Fake IT Helpdesk Credential Scams

Fake IT helpdesk scams target employees by impersonating an organisation's internal technology support team. The attacker contacts a staff member — by email, phone, or messaging platform — claiming to be from IT and citing a pressing technical reason to take an action: resetting a password, confirming credentials, clicking a 'system update' link, or installing a remote-access tool to 'fix' an issue.

These attacks are a form of vishing (voice phishing) and spear-phishing, and they sit at the boundary between cybercrime and social engineering. They require no technical sophistication to execute — only research into the organisation's structure, the names of IT staff, and enough plausibility to prompt a busy employee to comply without questioning.

Fake IT helpdesk attacks have been responsible for significant data breaches and financial frauds at organisations of all sizes. Employees who would never click an external phishing link may readily act on what appears to be a routine internal IT request.

The attacker first researches the target organisation. LinkedIn and company websites typically reveal the names of IT staff, department structures, and the names of business tools in use. This information is used to craft a convincing impersonation.

Contact is made by phone, email from a spoofed or look-alike domain, or through a messaging platform used by the organisation. The IT 'staff member' presents a plausible reason for the contact: a security update is being pushed, a compliance requirement must be met before the end of the day, there is suspicious activity on the employee's account, or a systems upgrade requires a password reset.
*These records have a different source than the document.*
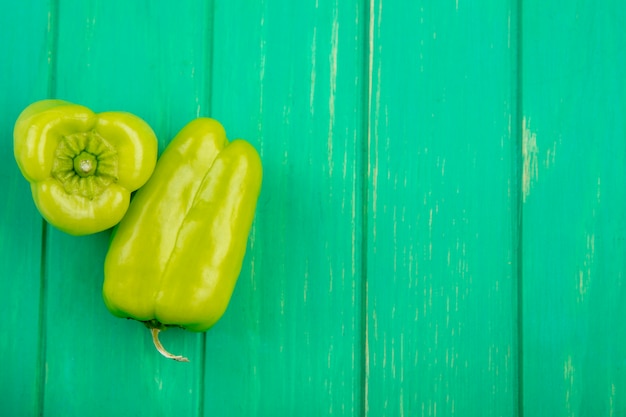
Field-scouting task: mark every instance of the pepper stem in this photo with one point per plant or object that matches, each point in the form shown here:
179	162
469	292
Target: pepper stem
155	338
85	164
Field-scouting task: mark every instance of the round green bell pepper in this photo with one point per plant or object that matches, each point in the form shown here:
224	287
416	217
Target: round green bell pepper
82	166
175	257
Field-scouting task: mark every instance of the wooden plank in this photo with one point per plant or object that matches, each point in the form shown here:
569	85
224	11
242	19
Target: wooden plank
290	342
24	47
574	215
441	264
149	59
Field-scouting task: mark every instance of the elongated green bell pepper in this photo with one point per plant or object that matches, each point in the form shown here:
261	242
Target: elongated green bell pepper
82	166
175	258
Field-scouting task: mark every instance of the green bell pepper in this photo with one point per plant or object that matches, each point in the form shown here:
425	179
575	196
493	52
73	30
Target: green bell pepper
175	257
82	167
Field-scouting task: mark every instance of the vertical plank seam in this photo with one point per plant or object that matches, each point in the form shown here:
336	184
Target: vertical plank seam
52	34
208	65
518	221
367	88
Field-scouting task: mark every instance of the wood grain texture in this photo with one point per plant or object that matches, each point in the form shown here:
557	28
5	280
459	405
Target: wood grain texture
441	229
287	79
24	45
574	214
117	55
441	330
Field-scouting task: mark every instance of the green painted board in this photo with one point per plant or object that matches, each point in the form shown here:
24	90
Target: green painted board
441	278
23	78
441	229
574	211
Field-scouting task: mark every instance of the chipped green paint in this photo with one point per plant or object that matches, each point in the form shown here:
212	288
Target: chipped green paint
441	229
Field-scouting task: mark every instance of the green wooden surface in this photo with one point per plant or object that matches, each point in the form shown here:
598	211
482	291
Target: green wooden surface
441	230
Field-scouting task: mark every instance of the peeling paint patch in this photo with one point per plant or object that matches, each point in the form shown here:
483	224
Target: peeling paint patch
585	273
530	153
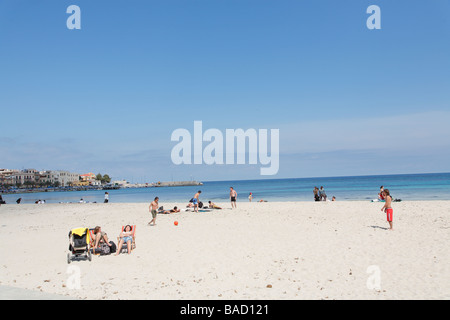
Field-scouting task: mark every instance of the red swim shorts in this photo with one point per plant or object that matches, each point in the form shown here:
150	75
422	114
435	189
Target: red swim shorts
389	214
The employee is asked to click a link to a 'password reset portal' (which captures their current credentials), to install a 'diagnostic tool' (which is remote-access malware), or to read out a verification code they have received by SMS or authenticator app (which the attacker uses to access the account in real time).

In some cases, the attacker gains sufficient access to escalate privileges, access financial systems, or move laterally through the organisation's network before being detected.

Fake IT helpdesk attacks succeed because employees are conditioned to comply with IT requests. IT does legitimately contact staff about system updates, password resets, and security issues. The frame of an internal support request bypasses the scepticism that an obviously external phishing email might trigger.

Authority and helpfulness combine to lower resistance: the IT staff member appears to be working for you, on your behalf, to fix a problem. Refusing to cooperate feels obstructive. Urgency prevents the pause needed to verify.

Remote working has amplified the vulnerability: employees who rarely see IT colleagues in person cannot verify identity through familiarity and may be more reliant on messaging and email, which are easier to impersonate.

This is [IT team name]. We are migrating accounts today and need you to reset your password via this link to avoid being locked out: [fake link].

Hi [name] — IT here. Your device is flagging a security certificate issue. Can you install this diagnostic agent so we can push the fix remotely? [fake link].

We've detected suspicious login attempts on your account. To lock out the attacker, please read me the code that just appeared on your phone.

All staff need to verify their identity before the system update tonight. Please log in here and confirm your current password: [fake portal].

Establish a verification culture in your organisation: any IT request involving credentials, software installation, or code-sharing should be verified by calling the IT team on the number listed in the company's internal directory — not the number that contacted you.

Legitimate IT helpdesks never ask for your current password. They reset passwords; they do not need to know the existing one. Any request for your password should be treated as an automatic red flag regardless of how the request is framed.

For code-reading requests: no legitimate IT process requires you to read an authentication code to a helpdesk agent. These codes are generated by your devices and apps to authenticate you — passing them to someone else defeats their purpose entirely.